Sunday, January 8, 2012

Today I will make better choices.

Around Thanksgiving, as I was bitching about being fat, being out of breath, having flabby arms and a jiggly bum, too many chins and obese earlobes - and probably making a batch Extra Chocolaty Chocolate Chip Cookies while I was doing it - Uriah finally got fed up and told me to "shit or get off the pot."  We have an open relationship like that, so I didn't throw the mixing bowl of cookie dough at his head and run into another room crying.  Instead, I listened to what he had to say, and if we're being honest, what he'd been saying for awhile: I could either do something about my weight or I could just shut-up about it.  Because talking, talking, talking - and I'm very good at talking - was getting me nowhere.

I find it sort of amusing that I use pictures to track how big Finn is getting because I don't really realize how much he changes until I put two pictures side by side.  The same could be said of me - I didn't realize how big I was getting until I put two pictures side by side.  Some day, I'll show you a picture of me right before we moved from Kansas City, when I was at my heaviest, and a current picture.  When I work up the nerve.  It's not pretty and it's causing me to dig deeper into why I eat.  I can't blame my weight on being "big boned" or being "ill-proportioned."  There are clearly other reasons.  So when we came back from Thanksgiving I started to control my portions, I eat off of a small plate whenever possible, I eat more salads and most importantly,  I track what I eat.  Every. Single. Thing.  And let me tell you, all those Christmas cookies that I baked did not get eaten by me because I didn't want to write down: Lunch: 5 sugar cookies, 2 gingerbread men and 3 chocolate drops.  Did I have a couple of Christmas cookies this year?  Of course, just not as a meal and not every day.  Is this tracking working for me?  Slowly, but the scale goes down every week, so something must be going right.

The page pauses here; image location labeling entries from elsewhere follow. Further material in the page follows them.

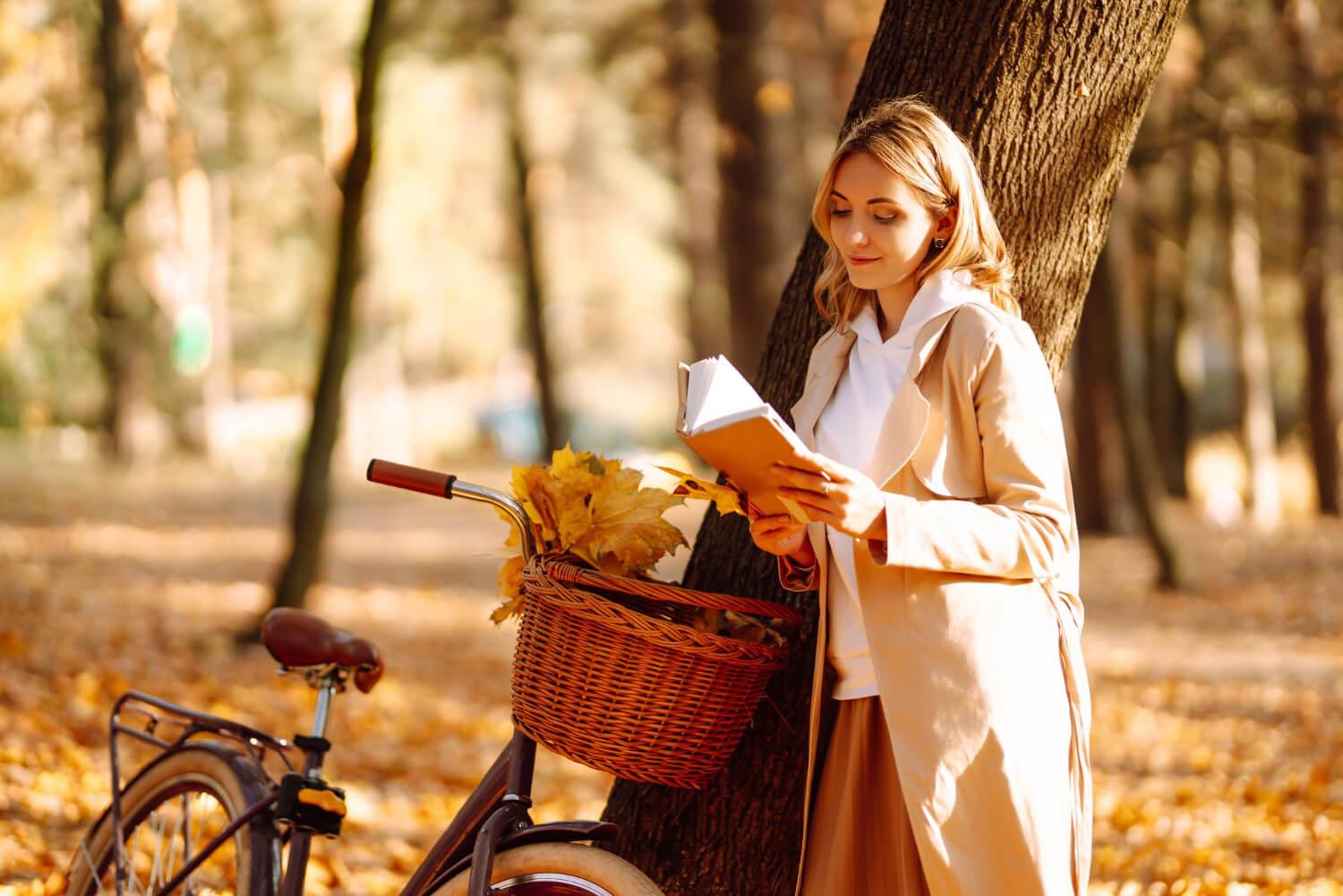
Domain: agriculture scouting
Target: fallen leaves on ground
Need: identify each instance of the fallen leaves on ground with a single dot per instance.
(1219, 715)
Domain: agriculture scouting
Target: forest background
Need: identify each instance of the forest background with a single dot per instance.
(561, 201)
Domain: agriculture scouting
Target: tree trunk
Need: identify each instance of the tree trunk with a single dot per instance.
(1313, 123)
(120, 303)
(534, 306)
(1166, 405)
(1095, 426)
(1259, 429)
(1045, 96)
(697, 158)
(553, 430)
(757, 172)
(1114, 289)
(312, 499)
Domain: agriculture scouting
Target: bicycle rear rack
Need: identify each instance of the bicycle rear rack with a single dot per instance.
(155, 713)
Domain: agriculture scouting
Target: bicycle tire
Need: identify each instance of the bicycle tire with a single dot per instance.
(225, 782)
(559, 869)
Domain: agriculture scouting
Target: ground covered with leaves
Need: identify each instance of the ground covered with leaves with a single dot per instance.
(1217, 743)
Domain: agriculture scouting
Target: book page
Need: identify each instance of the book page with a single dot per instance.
(717, 394)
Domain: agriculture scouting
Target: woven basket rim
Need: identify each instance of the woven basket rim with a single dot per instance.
(569, 568)
(663, 633)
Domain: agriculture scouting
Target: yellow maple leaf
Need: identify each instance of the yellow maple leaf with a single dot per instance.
(510, 589)
(628, 523)
(724, 498)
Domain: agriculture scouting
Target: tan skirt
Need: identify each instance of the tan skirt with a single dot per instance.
(860, 840)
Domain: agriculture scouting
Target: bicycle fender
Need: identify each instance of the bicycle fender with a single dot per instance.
(555, 832)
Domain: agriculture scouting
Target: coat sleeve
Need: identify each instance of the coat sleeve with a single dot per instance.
(1023, 528)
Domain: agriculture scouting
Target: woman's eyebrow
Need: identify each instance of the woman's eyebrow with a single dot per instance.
(870, 201)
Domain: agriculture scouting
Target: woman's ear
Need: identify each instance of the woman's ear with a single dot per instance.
(947, 223)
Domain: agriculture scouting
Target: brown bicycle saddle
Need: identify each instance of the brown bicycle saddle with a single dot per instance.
(300, 638)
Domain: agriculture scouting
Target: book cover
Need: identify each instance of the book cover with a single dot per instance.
(731, 427)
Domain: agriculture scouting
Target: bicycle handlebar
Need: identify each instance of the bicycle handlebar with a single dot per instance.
(445, 485)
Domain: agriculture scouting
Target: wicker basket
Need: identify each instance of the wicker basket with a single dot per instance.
(609, 673)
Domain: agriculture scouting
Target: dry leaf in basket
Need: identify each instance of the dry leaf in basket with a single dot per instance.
(596, 509)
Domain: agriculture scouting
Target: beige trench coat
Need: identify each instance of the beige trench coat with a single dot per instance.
(971, 608)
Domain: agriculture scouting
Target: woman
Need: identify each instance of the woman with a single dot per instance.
(942, 543)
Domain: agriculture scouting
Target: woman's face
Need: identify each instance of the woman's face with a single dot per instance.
(877, 225)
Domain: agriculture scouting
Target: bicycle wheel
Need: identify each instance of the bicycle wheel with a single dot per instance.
(559, 869)
(169, 812)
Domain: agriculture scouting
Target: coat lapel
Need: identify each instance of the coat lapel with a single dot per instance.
(907, 416)
(827, 364)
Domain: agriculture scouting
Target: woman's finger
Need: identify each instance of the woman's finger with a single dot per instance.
(832, 468)
(797, 476)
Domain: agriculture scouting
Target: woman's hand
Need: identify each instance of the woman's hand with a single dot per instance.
(843, 499)
(782, 535)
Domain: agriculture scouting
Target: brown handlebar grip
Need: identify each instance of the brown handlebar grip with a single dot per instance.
(411, 479)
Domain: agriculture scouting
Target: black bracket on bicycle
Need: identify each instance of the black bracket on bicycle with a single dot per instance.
(311, 804)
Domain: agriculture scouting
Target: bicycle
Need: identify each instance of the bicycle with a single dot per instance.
(206, 815)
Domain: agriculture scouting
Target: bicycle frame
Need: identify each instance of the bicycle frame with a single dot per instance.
(494, 817)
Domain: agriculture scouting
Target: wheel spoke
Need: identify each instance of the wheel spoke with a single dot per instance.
(93, 868)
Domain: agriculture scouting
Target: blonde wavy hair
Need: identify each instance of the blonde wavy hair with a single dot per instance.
(913, 142)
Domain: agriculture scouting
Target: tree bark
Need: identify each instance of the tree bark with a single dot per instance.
(1049, 98)
(120, 305)
(312, 498)
(1313, 123)
(1259, 429)
(1114, 289)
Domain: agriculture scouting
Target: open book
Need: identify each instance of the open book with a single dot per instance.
(727, 423)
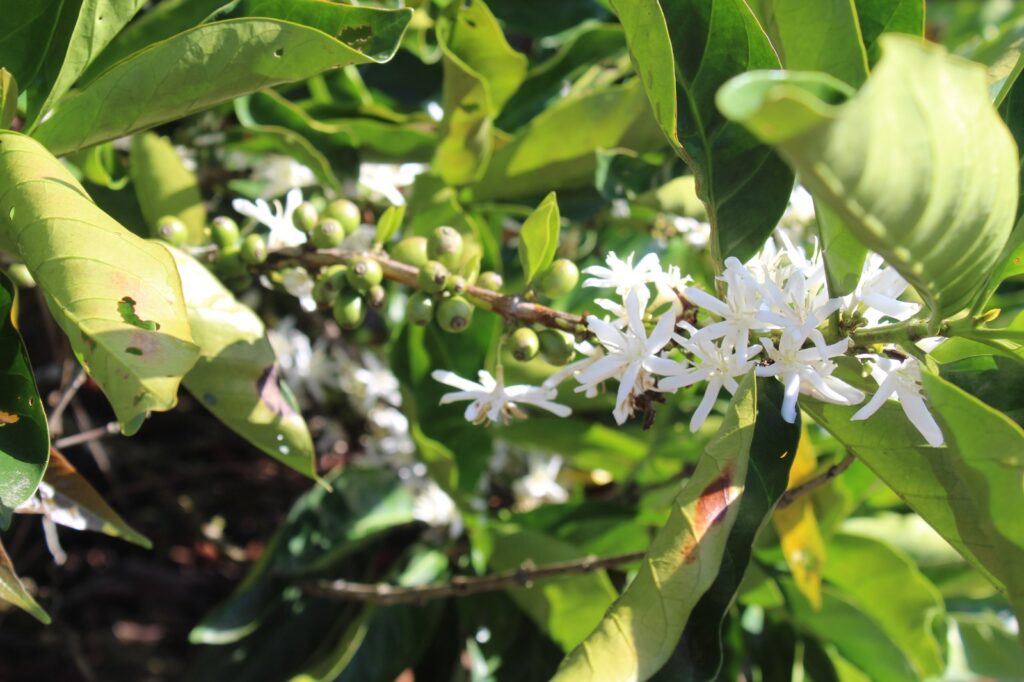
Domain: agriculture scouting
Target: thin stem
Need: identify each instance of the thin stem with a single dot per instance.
(462, 586)
(510, 307)
(794, 494)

Today, I made some not so great food choices; what I thought was a decent breakfast turned out to be a death-trap in disguise.  I logged what I ate and it started back at me in huge bold letters: POOR CHOICE, HEATHER.  My heart beat a little faster, my palms were a little sweaty and I thought about quitting.  Tossing in the towel and saying, "Mother eff it.  I'm done.  Cause that breakfast was delicious!"

But I didn't.

Instead, I looked at the choices that I'd made and thought about what I can do different next time.  And that's key for me; that's a big step.  I didn't focus on what I should have done differently, because I'd already made those choices and I know that I can't go back and undo them.  But I can learn from them and I can make better choices next time.

And then I showed myself a little grace.  We all stumble sometimes.  The question is, are we going to lay in the middle of the road and continue to let cars run over us?  Or are we going to pick ourselves up, brush off the dust and continue forward?  I chose to move forward 4 miles with Finn in the stroller and by the time I got back home, I'd forgiven myself an indulgent morning and vowed to do better at dinner.

With that in mind, I really only have 3 New Year's Resolutions for 2012:
  1. Make good choices, be it food, exercise, or words; but be kind to myself if I teeter a little (as I surely will). 
  2. Loose weight.  Not necessarily to get to a magic number, although I do have one, but more to get to a magic feeling.
  3. Run a 5k.
Do you make New Years Resolutions?  I'd love to hear what your goals are for the coming year.